Clouds of toxic poison are released into the air and water in rural Chinese villages where residents use medieval tactics to disassemble and reclaim metal from electronics.
But that's China, and this is the United States. That's not happening here in New Mexico, right?
Wrong.
Last year, the state Environment Department investigated a business in Alamogordo and found its proprietor had crudely burned computer circuit boards in a manner that could have posed a health risk to those who live nearby.
The business has now cleaned up and moved away, but its existence is a warning for state regulators who seldom hear about such operations.
If it had not been for Elaine Martinez, EEM Scrap might still be using its experimental smelting tactics. When Martinez got a new neighbor, and that neighbor started storing and processing electronic waste, she started to worry. After she was diagnosed with kidney cancer that doctors said was commonly associated with industrial chemicals, she had had enough.
She filed complaints with the Environment Department that led to EEM Scrap voluntarily closing its doors.
"I would wake up and feel sick to my stomach and have a bad headache," she said in a recent interview. "It smelled like a bleachy type chemical kind of plastic smell."
Inspectors from the department visited the business, and in correspondence that led to the visit, proprietor James Dinsdale admitted to burning circuit boards in an effort to extract precious metals. In a period of several months, he created about 200 pounds of metal by burning an unknown number of circuit boards. Other stockpiles of materials at the business also posed a threat, investigators said.
He was issued a notice that he had violated state laws by "burning materials without an air quality permit, improper handling and disposal of material, not having an EPA permit," failing to identify hazardous waste in slag materials and other rules.
Dinsdale agreed to cease the activities and to clean up his land, but according to correspondence obtained by The New Mexican through a records request, he did so grudgingly.
"My neighbor is nutty and has nothing do but worry about me actually working and having a life," he wrote in one e-mail last July.
"I'm just fed up with how all of this was handled ... if I had to wait on a permit for everything I did in the process of invention, I would die of old age," he wrote.
Efforts to reach Dinsdale were unsuccessful.
Although Martinez lost a kidney after her diagnosis, she has not taken any legal action about the ordeal. The Environment Department also denies there was empirical evidence that the illegal smelting could have led to her illness.
"Had he done this for longer than he did ... we'd have had a really bad long-term problem," reads an e-mail from an investigator with the Air Quality Bureau who also theorized that residents nearby may have been exposed to high toxic ambient-air concentrations during periods of burning.

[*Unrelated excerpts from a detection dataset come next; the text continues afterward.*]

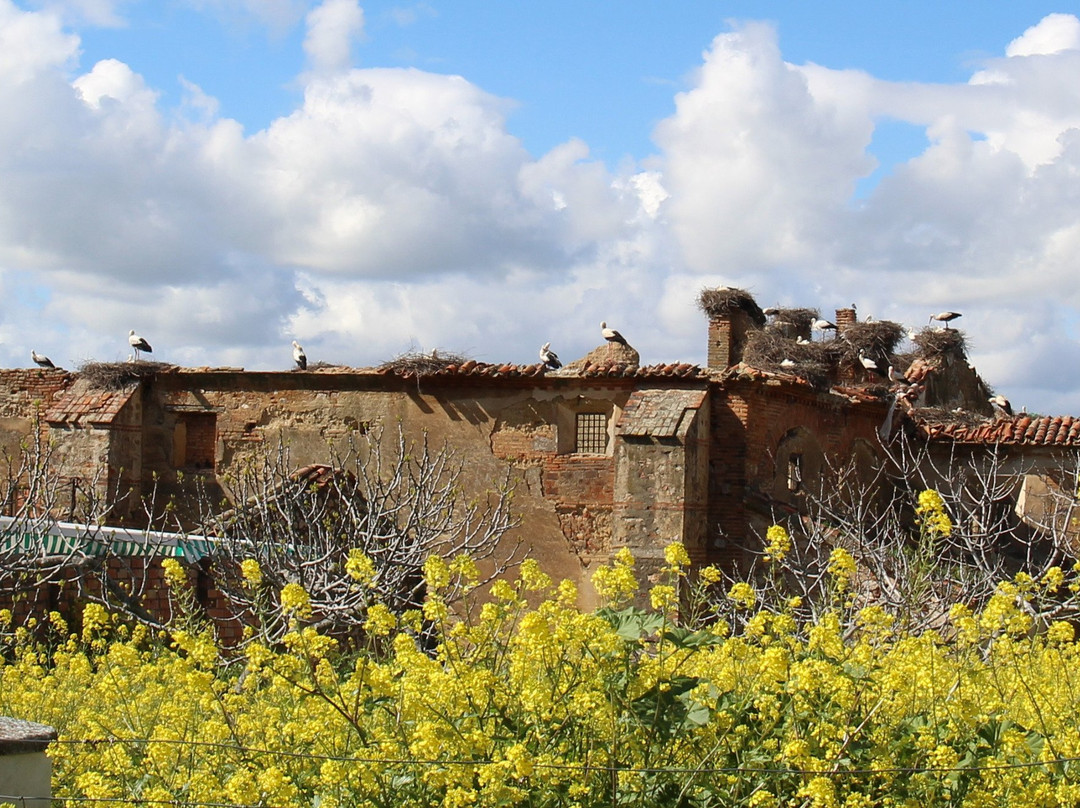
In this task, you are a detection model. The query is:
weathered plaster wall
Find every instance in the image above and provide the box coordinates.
[141,372,629,603]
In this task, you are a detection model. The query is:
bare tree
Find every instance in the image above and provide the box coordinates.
[0,419,519,642]
[192,427,519,639]
[712,433,1080,632]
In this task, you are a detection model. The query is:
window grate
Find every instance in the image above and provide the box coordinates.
[575,413,608,455]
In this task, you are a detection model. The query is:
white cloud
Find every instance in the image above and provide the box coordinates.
[303,0,364,73]
[1005,14,1080,56]
[0,0,1080,412]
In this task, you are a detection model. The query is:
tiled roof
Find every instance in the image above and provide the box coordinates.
[617,390,705,437]
[384,360,707,379]
[916,415,1080,446]
[45,379,137,425]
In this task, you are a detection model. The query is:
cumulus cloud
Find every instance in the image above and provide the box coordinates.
[0,0,1080,412]
[303,0,364,73]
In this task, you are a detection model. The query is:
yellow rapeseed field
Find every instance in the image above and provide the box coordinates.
[0,533,1080,808]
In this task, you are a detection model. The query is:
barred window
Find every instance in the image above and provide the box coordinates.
[575,413,608,455]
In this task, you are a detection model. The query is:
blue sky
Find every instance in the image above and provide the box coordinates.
[6,0,1080,413]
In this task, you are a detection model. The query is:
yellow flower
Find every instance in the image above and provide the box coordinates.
[915,488,953,537]
[364,603,397,637]
[664,541,690,567]
[765,525,792,561]
[240,558,262,587]
[728,581,757,609]
[521,558,551,592]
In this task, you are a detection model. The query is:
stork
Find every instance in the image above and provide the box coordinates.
[859,351,886,376]
[540,342,563,371]
[927,311,963,329]
[810,319,836,338]
[127,328,153,362]
[600,322,630,348]
[30,348,56,367]
[293,339,308,371]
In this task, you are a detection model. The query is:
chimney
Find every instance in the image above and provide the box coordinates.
[708,309,754,371]
[834,304,859,334]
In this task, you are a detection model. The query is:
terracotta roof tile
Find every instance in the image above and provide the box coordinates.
[45,379,136,425]
[390,360,707,379]
[617,389,705,437]
[916,415,1080,446]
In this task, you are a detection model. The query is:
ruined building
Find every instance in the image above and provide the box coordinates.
[0,289,1080,605]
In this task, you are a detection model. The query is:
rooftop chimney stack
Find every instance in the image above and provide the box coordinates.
[834,304,859,334]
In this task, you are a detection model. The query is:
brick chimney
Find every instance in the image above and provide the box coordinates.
[833,306,859,334]
[708,309,754,371]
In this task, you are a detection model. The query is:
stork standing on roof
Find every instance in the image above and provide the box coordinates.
[927,311,963,331]
[293,339,308,371]
[540,342,563,371]
[127,328,153,362]
[600,322,630,348]
[989,393,1013,418]
[810,318,836,338]
[30,348,56,367]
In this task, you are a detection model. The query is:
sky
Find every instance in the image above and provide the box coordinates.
[0,0,1080,415]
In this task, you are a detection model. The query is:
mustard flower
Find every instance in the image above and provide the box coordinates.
[521,558,551,592]
[765,525,792,561]
[915,488,953,538]
[649,583,676,611]
[664,541,690,567]
[364,603,397,637]
[240,558,262,587]
[423,555,450,592]
[345,547,376,587]
[281,583,311,619]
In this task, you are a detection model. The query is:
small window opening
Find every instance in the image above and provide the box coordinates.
[575,413,608,455]
[173,413,217,471]
[787,455,802,491]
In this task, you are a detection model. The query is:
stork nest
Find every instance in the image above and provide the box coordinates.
[914,327,968,359]
[769,309,821,334]
[79,360,174,390]
[379,350,469,376]
[842,320,910,364]
[915,407,988,427]
[743,328,851,390]
[698,286,766,327]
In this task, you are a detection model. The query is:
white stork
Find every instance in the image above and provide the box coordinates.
[293,339,308,371]
[927,311,963,329]
[30,348,56,367]
[810,318,836,336]
[540,342,563,371]
[127,328,153,362]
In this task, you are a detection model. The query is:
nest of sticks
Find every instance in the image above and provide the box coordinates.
[698,286,765,327]
[379,350,469,376]
[743,328,851,390]
[843,320,907,359]
[913,328,968,359]
[79,360,173,390]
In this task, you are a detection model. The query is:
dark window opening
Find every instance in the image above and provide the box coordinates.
[787,455,802,491]
[173,413,217,471]
[573,413,608,455]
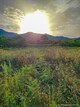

Because the department did not take air samples during the burning, however, no air-quality violation notices were issued.
James Bearzi, who heads the department's Hazardous Waste Bureau, said the outcome in this case was acceptable.
"This is not the kind of problem that would rise to the level of assessing civil penalties. We got voluntary compliance and determined there was not a threat to human health or to the environment," he said.
It's rare that officials receive reports of such operations, he noted, but when they do, investigations are always ordered.